AILAW Journal 2024 Journal Article

A case study for automated attribute extraction from legal documents using large language models

  • Subinay Adhikary
  • Procheta Sen
  • Dwaipayan Roy
  • Kripabandhu Ghosh

Abstract The escalating number of pending cases is a growing concern worldwide. Recent advancements in digitization have opened up possibilities for leveraging artificial intelligence (AI) tools in the processing of legal documents. Adopting a structured representation for legal documents, as opposed to a mere bag-of-words flat text representation, can significantly enhance processing capabilities. With the aim of achieving this objective, we put forward a set of diverse attributes for criminal case proceedings. To enhance the effectiveness of automatically extracting these attributes from legal documents within a sequence labeling framework, we propose the utilization of a few-shot learning approach based on Large Language Models (LLMs). Moreover, we demonstrate the efficacy of the extracted attributes in downstream tasks, such as legal judgment prediction and legal statute prediction.

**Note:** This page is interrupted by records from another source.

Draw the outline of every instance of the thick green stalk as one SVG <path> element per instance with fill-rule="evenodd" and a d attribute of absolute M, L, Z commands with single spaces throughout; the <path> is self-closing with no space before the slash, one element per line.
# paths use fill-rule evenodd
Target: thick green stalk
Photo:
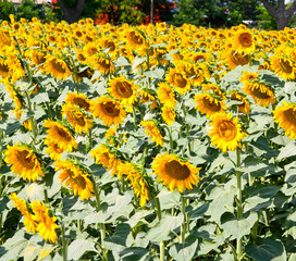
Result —
<path fill-rule="evenodd" d="M 160 202 L 159 198 L 153 196 L 155 202 L 156 202 L 156 208 L 157 208 L 157 215 L 158 215 L 158 221 L 161 221 L 161 208 L 160 208 Z M 164 241 L 159 243 L 159 259 L 160 261 L 164 261 Z"/>
<path fill-rule="evenodd" d="M 96 197 L 96 210 L 97 212 L 100 211 L 101 208 L 101 202 L 100 202 L 100 189 L 98 189 L 97 184 L 96 184 L 96 179 L 94 177 L 94 175 L 90 176 L 91 182 L 94 184 L 94 190 L 95 190 L 95 197 Z M 100 224 L 100 234 L 101 234 L 101 246 L 103 246 L 103 240 L 106 238 L 106 227 L 104 224 Z M 103 261 L 108 261 L 108 249 L 102 248 L 102 260 Z"/>
<path fill-rule="evenodd" d="M 61 227 L 61 233 L 62 233 L 62 256 L 63 256 L 63 261 L 67 261 L 67 240 L 65 239 L 65 228 L 64 228 L 63 223 L 62 223 L 62 227 Z"/>
<path fill-rule="evenodd" d="M 236 149 L 236 167 L 240 165 L 240 150 Z M 236 181 L 237 181 L 237 219 L 243 217 L 243 197 L 242 197 L 242 172 L 236 171 Z M 236 241 L 236 254 L 237 259 L 240 260 L 243 257 L 243 248 L 242 248 L 242 238 Z"/>
<path fill-rule="evenodd" d="M 181 195 L 181 212 L 184 216 L 183 223 L 181 225 L 181 243 L 185 241 L 185 234 L 186 234 L 186 212 L 185 212 L 185 208 L 186 208 L 186 199 L 184 198 L 183 195 Z"/>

AAAI Conference 2023 System Paper

Task2KB: A Public Task-Oriented Knowledge Base

  • Procheta Sen
  • Xi Wang
  • Ruiqing Xu
  • Emine Yilmaz

Search engines and conversational assistants are commonly used to help users complete their every day tasks such as booking travel, cooking, etc. While there are some existing datasets that can be used for this purpose, their coverage is limited to very few domains. In this paper, we propose a novel knowledge base, ‘Task2KB’, which is constructed using data crawled from WikiHow, an online knowledge resource offering instructional articles on a wide range of tasks. Task2KB encapsulates various types of task-related information and attributes, such as requirements, detailed step description, and available methods to complete tasks. Due to its higher coverage compared to existing related knowledge graphs, Task2KB can be highly useful in the development of general purpose task completion assistants.

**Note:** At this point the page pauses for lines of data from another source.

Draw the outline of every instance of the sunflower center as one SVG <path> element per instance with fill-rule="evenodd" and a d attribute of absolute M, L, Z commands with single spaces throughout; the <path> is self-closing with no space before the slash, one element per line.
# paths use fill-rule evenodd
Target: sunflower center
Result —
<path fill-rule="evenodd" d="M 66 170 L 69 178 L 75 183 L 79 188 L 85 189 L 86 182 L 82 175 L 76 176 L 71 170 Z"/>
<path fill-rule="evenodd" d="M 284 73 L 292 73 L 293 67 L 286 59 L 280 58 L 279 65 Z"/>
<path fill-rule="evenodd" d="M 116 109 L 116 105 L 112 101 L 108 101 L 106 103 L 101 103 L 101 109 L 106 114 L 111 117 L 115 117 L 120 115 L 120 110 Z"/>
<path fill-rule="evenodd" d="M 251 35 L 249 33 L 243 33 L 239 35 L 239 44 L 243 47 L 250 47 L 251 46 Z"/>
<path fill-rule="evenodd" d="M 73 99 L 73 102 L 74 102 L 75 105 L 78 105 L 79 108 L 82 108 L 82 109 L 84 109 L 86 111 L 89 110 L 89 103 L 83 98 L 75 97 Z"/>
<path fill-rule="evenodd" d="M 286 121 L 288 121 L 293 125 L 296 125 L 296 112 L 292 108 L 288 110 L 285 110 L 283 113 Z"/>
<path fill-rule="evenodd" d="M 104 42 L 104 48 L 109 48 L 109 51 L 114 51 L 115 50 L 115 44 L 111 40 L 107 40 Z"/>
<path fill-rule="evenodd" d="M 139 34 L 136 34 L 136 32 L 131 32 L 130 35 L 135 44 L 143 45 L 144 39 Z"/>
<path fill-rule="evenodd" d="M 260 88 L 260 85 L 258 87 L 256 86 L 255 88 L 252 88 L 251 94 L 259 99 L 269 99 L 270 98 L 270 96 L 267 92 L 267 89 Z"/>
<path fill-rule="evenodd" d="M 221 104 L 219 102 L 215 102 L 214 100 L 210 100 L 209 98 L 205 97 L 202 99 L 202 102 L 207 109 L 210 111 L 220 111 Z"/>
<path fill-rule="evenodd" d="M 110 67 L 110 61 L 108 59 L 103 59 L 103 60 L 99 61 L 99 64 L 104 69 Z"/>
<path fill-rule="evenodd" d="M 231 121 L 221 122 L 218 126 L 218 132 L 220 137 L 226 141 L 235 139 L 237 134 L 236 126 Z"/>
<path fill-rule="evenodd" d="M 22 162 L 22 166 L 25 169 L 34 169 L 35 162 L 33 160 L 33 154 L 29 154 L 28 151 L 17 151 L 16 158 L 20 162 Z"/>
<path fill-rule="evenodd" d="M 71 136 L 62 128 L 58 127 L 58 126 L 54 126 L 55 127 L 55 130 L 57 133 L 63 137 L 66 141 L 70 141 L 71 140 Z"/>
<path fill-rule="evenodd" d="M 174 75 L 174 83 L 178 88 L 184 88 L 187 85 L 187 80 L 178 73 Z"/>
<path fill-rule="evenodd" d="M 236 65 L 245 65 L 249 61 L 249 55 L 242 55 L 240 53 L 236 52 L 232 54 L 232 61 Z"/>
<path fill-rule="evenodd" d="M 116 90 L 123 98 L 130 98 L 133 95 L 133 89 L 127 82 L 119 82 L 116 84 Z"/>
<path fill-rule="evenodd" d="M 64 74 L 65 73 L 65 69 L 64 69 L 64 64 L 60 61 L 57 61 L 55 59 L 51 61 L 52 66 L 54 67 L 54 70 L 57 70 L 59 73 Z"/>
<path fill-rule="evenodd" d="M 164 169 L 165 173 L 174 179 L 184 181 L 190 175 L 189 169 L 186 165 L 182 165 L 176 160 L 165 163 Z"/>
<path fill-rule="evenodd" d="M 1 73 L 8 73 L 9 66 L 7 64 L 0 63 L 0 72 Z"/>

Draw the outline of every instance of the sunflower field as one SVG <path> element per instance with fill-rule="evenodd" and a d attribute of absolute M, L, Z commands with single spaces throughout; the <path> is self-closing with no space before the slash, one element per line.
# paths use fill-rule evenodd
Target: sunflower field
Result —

AAAI Conference 2020 Conference Paper

Towards Socially Responsible AI: Cognitive Bias-Aware Multi-Objective Learning

  • Procheta Sen
  • Debasis Ganguly

Human society had a long history of suffering from cognitive biases leading to social prejudices and mass injustice. The prevalent existence of cognitive biases in large volumes of historical data can pose a threat of being manifested as unethical and seemingly inhumane predictions as outputs of AI systems trained on such data. To alleviate this problem, we propose a bias-aware multi-objective learning framework that given a set of identity attributes (e. g. gender, ethnicity etc.) and a subset of sensitive categories of the possible classes of prediction outputs, learns to reduce the frequency of predicting certain combinations of them, e. g. predicting stereotypes such as ‘most blacks use abusive language’, or ‘fear is a virtue of women’. Our experiments conducted on an emotion prediction task with balanced class priors shows that a set of baseline bias-agnostic models exhibit cognitive biases with respect to gender, such as women are prone to be afraid whereas men are more prone to be angry. In contrast, our proposed bias-aware multi-objective learning methodology is shown to reduce such biases in the predictid emotions.